Entropy H(p_1), H(p_2),H(p_3)… etc will all get the same entropy value for a given node. The entropy formula is simplified in the above slide to make it easy to understand the calculation in the below slide
Entropy is more a property of node so for a given node it will be same. If nodes have notations like [C_1,C_2,C_3,......,C_J] and k classes in dataset then Entropy for given node C_j should be
H(C_j) = -p_0log_k(p_0) -p_1log_k(p_1)+.......-p_{k-1}log_k(p_{k-1})
here p_0 is fraction of class 0 at the node we are calculating entropy.
and p_1 is fraction of class 1 at the node we are calculating entropy etc
The information Gain formula should be
IG = H(C_{parent}) - (w^{left} H(C_{left}) + w^{right} H(C_{right}))
Here w^{left/right} = (Total number of elements in left/right node)/(Total Number of elements in parent node)
For Example lets consider dataset [cat1, cat2, cat3, dog1, dog2, dog3, dog4, mouse1, mouse2]

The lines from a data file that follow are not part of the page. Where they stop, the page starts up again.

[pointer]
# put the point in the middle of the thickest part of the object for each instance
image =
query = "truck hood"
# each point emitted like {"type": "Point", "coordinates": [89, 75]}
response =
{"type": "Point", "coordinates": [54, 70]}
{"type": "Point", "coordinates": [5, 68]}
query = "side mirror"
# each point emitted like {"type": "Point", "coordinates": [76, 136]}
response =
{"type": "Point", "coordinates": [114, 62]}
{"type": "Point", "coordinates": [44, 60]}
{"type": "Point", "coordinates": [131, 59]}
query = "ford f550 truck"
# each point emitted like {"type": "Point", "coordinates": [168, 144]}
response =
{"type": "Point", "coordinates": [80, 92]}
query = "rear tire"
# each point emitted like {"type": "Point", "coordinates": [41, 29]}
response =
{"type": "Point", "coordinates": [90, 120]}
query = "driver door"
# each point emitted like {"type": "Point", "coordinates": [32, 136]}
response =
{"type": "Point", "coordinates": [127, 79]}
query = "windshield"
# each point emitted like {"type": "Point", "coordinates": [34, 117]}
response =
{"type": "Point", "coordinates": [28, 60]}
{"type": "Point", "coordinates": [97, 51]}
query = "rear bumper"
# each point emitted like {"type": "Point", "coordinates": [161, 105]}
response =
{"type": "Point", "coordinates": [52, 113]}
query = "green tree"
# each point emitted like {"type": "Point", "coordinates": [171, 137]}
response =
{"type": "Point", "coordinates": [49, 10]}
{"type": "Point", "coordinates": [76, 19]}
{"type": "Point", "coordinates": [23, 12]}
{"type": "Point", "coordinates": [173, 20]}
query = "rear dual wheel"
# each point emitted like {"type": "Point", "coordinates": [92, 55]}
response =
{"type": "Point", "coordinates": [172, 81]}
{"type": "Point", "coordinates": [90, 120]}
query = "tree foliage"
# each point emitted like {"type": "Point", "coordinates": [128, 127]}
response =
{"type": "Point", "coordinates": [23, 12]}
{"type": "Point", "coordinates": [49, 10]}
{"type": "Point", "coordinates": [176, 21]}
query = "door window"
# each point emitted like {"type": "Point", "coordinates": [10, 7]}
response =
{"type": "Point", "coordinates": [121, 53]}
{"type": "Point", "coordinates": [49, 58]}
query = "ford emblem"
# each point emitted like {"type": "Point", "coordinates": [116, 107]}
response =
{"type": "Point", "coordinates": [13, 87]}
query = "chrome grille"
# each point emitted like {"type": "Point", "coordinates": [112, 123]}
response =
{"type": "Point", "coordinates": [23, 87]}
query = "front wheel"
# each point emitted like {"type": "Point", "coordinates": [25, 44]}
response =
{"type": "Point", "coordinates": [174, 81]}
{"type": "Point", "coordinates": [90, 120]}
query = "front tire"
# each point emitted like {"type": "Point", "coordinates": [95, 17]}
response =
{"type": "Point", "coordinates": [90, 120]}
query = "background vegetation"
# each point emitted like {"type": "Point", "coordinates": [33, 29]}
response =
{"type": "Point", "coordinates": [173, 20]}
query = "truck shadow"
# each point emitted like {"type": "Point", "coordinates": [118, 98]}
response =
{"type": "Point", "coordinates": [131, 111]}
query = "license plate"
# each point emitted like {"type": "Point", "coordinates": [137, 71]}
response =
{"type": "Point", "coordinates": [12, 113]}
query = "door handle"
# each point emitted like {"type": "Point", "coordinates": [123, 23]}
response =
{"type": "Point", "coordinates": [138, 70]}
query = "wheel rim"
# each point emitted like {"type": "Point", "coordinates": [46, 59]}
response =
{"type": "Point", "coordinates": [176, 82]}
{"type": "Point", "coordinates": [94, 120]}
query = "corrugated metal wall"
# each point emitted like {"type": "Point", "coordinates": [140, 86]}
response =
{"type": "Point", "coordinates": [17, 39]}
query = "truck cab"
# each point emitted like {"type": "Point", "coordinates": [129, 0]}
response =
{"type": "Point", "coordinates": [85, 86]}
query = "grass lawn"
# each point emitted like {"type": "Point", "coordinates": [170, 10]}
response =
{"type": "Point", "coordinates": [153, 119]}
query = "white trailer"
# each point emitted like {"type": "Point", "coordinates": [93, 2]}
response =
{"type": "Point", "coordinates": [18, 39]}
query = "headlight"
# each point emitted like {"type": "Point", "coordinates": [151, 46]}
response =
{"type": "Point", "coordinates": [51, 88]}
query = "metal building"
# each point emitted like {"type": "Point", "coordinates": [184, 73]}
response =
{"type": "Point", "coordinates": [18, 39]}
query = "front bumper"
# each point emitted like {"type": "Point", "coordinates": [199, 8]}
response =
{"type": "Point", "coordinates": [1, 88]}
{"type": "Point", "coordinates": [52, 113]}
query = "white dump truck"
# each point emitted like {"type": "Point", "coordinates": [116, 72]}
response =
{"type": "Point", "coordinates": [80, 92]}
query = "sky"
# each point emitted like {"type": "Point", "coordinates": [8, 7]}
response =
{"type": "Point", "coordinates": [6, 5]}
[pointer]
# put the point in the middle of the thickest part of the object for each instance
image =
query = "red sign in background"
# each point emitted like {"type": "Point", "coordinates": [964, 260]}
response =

There are 3 cats, 4 dogs and 2 mice. Lets consider a decision tree as below
Entropy for C_{parent} node is
H(C_{parent}) = -p_{cat}*log_3(p_{cat}) -p_{dog}*log_3(p_{dog}) -p_{mouse}*log_3(p_{mouse})
here p_{cat} = 3/9, p_{dog} = 4/9, and p_{mouse} = 2/9
H(C_{parent}) = (-3/9 * log3(3/9)) - (4/9 * log3(4/9)) - (2/9 * log3(2/9)) = 0.966
The above entropy will be “1” if all the elements of the dataset are equal, i.e, 3 cats, 3 dogs, 3 mice. Similarly, you calculate H(C_{left}), H(C_{right})
H(C_{left}) = (-2/5 * log3(2/5)) - (1/5 * log3(1/5)) - (2/5 * log3(2/5)) = 0.96
H(C_{right}) = (-1/5 * log3(1/5)) - (3/5 * log3(3/5)) - (0/5 * log3(0/5)) = 0.57
Finally, Information gain is calculated by
w^{left} = 5/9, w^{left} = 4/9
IG = H(C_{parent}) - (w^{left} H(C_{left}) + w^{right} H(C_{right}))
IG = 0.97 - (5/9 * 0.96 + 4/9 * 0.57) = 0.183
Without context of how other features will perform we cant say if the above IG is good or bad but the right node seem to do good job of isolating dogs at least but we also have to consider that more elements are in left node and their entropy is very high which is bad.